A record-breaking flood has hit the Australian state of Queensland - with residents of one town told to limit movements due to crocodiles in the water.
Around 100 residents of the remote town of Burketown, some 1,300 miles northwest of Brisbane, were airlifted out of the area following heavy rainfall.
Queensland Police warned displaced residents not to attempt to return to their homes due to crocodile-infested waters.
“Due to the current conditions, it is unsafe for displaced people to return to their homes and police remind residents to limit movement in the flood water due to unseen hazards and recent crocodile sightings,” officers said.
The force also released footage of its officers rescuing a baby kangaroo in high waters around the town, and releasing it onto dry land. It said the kangaroo was moments away from crocodiles, “a timely reminder to stay out of floodwaters as you never know what is lurking beneath”.
Aerial images of Burketown showed properties and swathes of land submerged.
Dan McKinlay, chief executive of the local council responsible for the area, said on Sunday that 97 residents had been airlifted out in the past 48 hours.
Water levels in the area were “at heights not previously known" and the town looked like it was “sitting in the middle of an ocean", he told ABC radio.
Australia’s Bureau of Meteorology predicted water levels in the area would peak on Sunday.
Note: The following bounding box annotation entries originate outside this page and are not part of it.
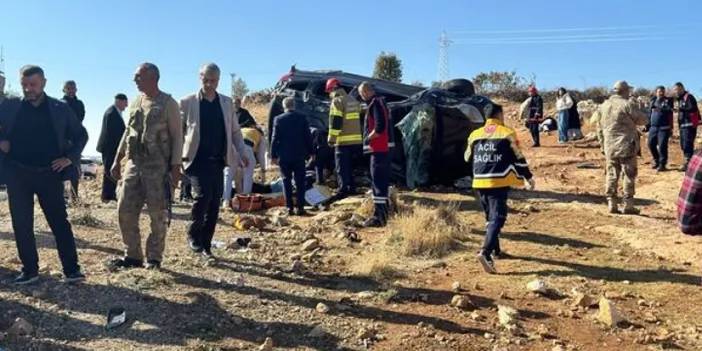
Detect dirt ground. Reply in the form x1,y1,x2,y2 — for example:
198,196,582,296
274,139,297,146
0,102,702,351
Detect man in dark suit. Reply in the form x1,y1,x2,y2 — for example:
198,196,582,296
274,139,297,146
97,94,129,203
271,97,312,216
0,65,88,284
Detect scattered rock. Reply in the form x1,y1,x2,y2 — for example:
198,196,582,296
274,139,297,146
470,311,485,322
451,295,474,309
315,302,329,313
356,291,375,300
527,279,549,294
497,305,519,326
258,338,273,351
271,214,290,227
7,317,34,337
290,260,305,272
302,239,319,252
571,293,597,308
605,291,624,300
597,297,624,328
356,327,377,340
307,325,327,338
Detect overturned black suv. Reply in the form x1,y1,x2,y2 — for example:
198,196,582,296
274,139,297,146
268,66,492,188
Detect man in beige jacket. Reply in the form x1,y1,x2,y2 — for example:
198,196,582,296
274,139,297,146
111,63,183,269
597,81,647,214
180,63,254,260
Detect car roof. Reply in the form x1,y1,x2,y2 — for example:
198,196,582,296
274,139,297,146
281,67,426,97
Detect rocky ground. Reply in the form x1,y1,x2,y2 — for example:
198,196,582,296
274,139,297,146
0,103,702,351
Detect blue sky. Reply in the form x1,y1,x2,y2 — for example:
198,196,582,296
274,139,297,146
0,0,702,155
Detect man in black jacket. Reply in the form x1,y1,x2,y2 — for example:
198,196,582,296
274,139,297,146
673,82,700,172
97,94,129,203
271,97,312,216
61,80,87,199
0,65,88,284
647,86,673,172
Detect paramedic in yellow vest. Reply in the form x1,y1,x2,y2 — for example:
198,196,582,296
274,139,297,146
326,78,363,198
111,63,183,269
465,105,535,274
235,127,268,195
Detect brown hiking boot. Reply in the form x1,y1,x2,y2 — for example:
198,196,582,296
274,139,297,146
607,198,619,213
623,199,641,215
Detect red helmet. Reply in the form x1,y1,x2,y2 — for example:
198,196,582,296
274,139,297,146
324,78,341,93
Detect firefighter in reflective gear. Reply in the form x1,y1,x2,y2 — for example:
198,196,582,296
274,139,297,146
465,105,535,273
673,82,700,172
326,78,363,197
597,81,648,214
358,82,395,227
111,63,183,269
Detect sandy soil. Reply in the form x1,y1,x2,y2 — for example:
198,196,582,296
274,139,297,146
0,103,702,351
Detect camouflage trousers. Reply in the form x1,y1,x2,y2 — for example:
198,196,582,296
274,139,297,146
605,156,638,200
117,160,168,262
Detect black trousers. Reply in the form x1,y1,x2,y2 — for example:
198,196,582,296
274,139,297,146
680,127,697,164
280,160,305,209
477,187,509,257
648,127,671,167
101,153,117,201
527,122,541,146
186,161,224,250
370,152,390,223
334,145,361,195
5,162,80,274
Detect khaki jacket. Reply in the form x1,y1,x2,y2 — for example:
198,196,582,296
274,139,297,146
180,92,253,169
597,95,648,159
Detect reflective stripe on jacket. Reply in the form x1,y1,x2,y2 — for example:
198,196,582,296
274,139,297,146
328,89,363,146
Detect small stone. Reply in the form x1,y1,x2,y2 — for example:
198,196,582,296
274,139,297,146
7,317,34,337
356,291,375,300
470,311,485,322
605,291,624,300
356,327,377,340
497,305,519,326
290,260,305,272
571,293,597,308
315,302,329,313
597,297,624,328
258,338,273,351
451,295,473,309
536,324,551,338
527,279,549,294
307,325,327,338
302,239,319,252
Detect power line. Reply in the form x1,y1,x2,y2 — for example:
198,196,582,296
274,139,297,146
437,31,453,82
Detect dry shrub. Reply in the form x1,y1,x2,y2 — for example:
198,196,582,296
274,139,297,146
388,206,465,257
71,202,105,228
351,252,402,280
245,103,269,126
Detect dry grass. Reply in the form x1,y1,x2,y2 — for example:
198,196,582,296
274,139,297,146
388,206,465,258
244,103,268,127
351,248,402,280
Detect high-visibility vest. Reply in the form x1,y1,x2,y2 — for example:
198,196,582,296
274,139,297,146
328,89,363,146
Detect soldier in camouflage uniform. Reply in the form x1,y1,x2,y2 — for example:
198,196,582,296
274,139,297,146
111,63,183,269
0,71,5,104
594,81,647,214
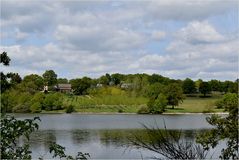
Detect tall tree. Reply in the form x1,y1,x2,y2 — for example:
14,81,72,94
0,52,11,93
0,52,11,66
70,77,91,95
164,83,184,109
57,78,69,84
42,70,57,86
182,78,197,94
197,93,239,159
199,82,211,97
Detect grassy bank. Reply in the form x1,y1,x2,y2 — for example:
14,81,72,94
58,95,223,113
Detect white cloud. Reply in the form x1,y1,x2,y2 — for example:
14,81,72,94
55,25,147,51
177,21,225,43
151,31,166,41
1,0,239,79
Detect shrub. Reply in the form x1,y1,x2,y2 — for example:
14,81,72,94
215,100,224,109
148,94,168,114
66,105,75,113
118,108,124,113
43,93,63,111
12,103,30,113
137,106,149,114
30,102,41,113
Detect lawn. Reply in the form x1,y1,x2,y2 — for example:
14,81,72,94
61,95,223,113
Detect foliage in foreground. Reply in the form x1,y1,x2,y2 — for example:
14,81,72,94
130,126,207,159
0,116,90,159
197,93,239,159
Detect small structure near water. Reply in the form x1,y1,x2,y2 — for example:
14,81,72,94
55,84,72,93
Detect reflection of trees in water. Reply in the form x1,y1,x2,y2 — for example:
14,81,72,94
99,129,207,147
129,126,208,159
71,130,91,144
99,130,133,147
29,130,56,151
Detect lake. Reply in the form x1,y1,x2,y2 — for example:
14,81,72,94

It said the flood had already topped a March 2011 record of 6.78 metres (22.2 feet).
Queensland’s Gulf country has been hit by massive downpours over the past week, with Burketown receiving 293 mm of rain across Friday and Saturday alone.
The crisis comes after frequent flooding in Australia’s east over the last two years due to a multi-year La Nina weather event, including once-in-a-century floods that hit remote areas in the neighbouring Northern Territory, in January.
The Bureau of Meteorology expected the weather event to continue this week, but said it was now in a “receding" phase.